Iranian-American charged with seeking to topple Islamic government

? A jailed Iranian-American academic was charged Monday with setting up a network to overthrow the Islamic establishment, the government announced.

Haleh Esfandiari, director of the Middle East Program at the Washington-based Woodrow Wilson Center for Scholars, has been held at Tehran’s notorious Evin Prison since early May.

An Intelligence Ministry statement read on state TV said she and the Wilson Center were conspiring to topple the government by setting up a network “against the sovereignty of the country.”

“This is an American designed model with an attractive appearance that seeks the soft-toppling of the country,” the ministry said.

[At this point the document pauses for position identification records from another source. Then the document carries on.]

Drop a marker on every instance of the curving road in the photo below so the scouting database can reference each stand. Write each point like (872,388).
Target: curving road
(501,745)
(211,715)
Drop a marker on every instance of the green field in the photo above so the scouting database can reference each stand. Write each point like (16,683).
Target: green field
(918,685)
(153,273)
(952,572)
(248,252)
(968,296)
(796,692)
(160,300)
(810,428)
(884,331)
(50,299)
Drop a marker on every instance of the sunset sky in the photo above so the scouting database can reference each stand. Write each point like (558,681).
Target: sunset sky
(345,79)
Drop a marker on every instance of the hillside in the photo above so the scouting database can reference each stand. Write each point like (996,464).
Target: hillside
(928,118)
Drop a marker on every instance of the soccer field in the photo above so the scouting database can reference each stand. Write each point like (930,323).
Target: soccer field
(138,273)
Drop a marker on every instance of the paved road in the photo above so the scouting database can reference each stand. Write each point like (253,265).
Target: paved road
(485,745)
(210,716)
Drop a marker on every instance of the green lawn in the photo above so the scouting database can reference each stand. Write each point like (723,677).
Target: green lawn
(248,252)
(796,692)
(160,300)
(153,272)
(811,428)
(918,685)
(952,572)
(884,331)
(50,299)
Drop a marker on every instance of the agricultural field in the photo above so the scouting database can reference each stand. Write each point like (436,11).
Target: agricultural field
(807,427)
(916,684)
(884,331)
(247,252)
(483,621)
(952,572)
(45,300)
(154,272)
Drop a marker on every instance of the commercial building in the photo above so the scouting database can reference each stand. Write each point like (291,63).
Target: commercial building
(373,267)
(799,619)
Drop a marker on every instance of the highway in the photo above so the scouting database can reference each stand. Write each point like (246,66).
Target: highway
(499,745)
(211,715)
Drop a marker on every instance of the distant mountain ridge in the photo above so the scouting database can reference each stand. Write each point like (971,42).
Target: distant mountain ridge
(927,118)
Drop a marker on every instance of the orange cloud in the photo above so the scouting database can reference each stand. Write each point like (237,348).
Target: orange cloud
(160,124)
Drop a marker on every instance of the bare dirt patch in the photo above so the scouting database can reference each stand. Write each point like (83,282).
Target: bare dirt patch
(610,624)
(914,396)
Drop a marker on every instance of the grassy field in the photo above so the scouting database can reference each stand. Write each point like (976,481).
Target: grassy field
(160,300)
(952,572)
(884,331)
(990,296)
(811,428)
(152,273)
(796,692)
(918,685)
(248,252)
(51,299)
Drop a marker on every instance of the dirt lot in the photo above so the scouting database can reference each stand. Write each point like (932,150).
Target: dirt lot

Esfandiari’s husband, Shaul Bakhash, said an Intelligence Ministry statement that he received did not indicate that his wife had been formally charged.

In detailing the allegation against Esfandiari for the first time, however, the Intelligence Ministry was effectively charging her.

Bakhash also denied the allegations against his wife.

“Any implication that my wife was involved in a plan in a revolution – soft or otherwise – is totally without foundation,” he said in a telephone interview from his home in Maryland.

Sharon McCarter, a spokeswoman for the Wilson Center, also called Iran’s claims untrue.

Esfandiari came to Iran in December to visit her 93-year-old mother. Later that month, she was prevented from leaving the country when three masked men with knives stole her luggage and passport as she headed to the airport, according to the Wilson Center. In the weeks before her arrest, she was called in for questioning daily on her activities, the center said.

Iran has stepped up accusations that the United States trying to use internal critics to destabilize the government. Tensions have mounted between the two countries over Iran’s nuclear program and U.S. allegations that the Iranians have been supporting armed groups in Iraq.